In the final days of the election many Republicans seem to have given up the fight for power. But don't be fooled: that doesn't mean they are relaxing. If you want to see real Republican elbow grease, check out the energy going into chucking great chunks of the $700bn bail-out out the door. At a recent Senate banking committee hearing, the Republican Bob Corker was fixated on this task, and with a clear deadline in mind: inauguration. "How much of it do you think may be actually spent by January 20 or so?" Corker asked Neel Kashkari, the 35-year-old former banker in charge of the bail-out.
When European colonialists realised that they had no choice but to hand over power to the indigenous citizens, they would often turn their attention to stripping the local treasury of its gold and grabbing valuable livestock. If they were really nasty, like the Portuguese in Mozambique in the mid-1970s, they poured concrete down the elevator shafts.
Nothing so barbaric for the Bush gang. Rather than open plunder, it prefers bureaucratic instruments, such as "distressed asset" auctions and the "equity purchase program". But make no mistake: the goal is the same as it was for the defeated Portuguese - a final, frantic looting of the public wealth before they hand over the keys to the safe.

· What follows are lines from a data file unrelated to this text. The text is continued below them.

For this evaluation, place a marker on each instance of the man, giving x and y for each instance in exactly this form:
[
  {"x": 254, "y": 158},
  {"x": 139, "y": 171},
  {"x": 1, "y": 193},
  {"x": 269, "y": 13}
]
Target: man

How else to make sense of the bizarre decisions that have governed the allocation of the bail-out money? When the Bush administration announced it would be injecting $250bn into US banks in exchange for equity, the plan was widely referred to as "partial nationalisation" - a radical measure required to get banks lending again. Henry Paulson, the treasury secretary, had seen the light, we were told, and was following the lead of Gordon Brown.
In fact, there has been no nationalisation, partial or otherwise. American taxpayers have gained no meaningful control over the banks, which is why the banks are free to spend the new money as they wish. At Morgan Stanley, it looks as if much of the windfall will cover this year's bonuses. Citigroup has been hinting it will use its $25bn buying other banks, while John Thain, the chief executive of Merrill Lynch, told analysts: "At least for the next quarter, it's just going to be a cushion." The US government, meanwhile, is reduced to pleading with the banks that they at least spend a portion of the taxpayer windfall for loans - officially, the reason for the entire programme.
What, then, is the real purpose of the bail-out? My fear is this rush of dealmaking is something much more ambitious than a one-off gift to big business: that the Bush version of "partial nationalisation" is rigged to turn the US treasury into a bottomless cash machine for the banks for years to come. Remember, the main concern among the big market players, particularly banks, is not the lack of credit but their battered share prices. Investors have lost confidence in the honesty of the big financial players, and with good reason.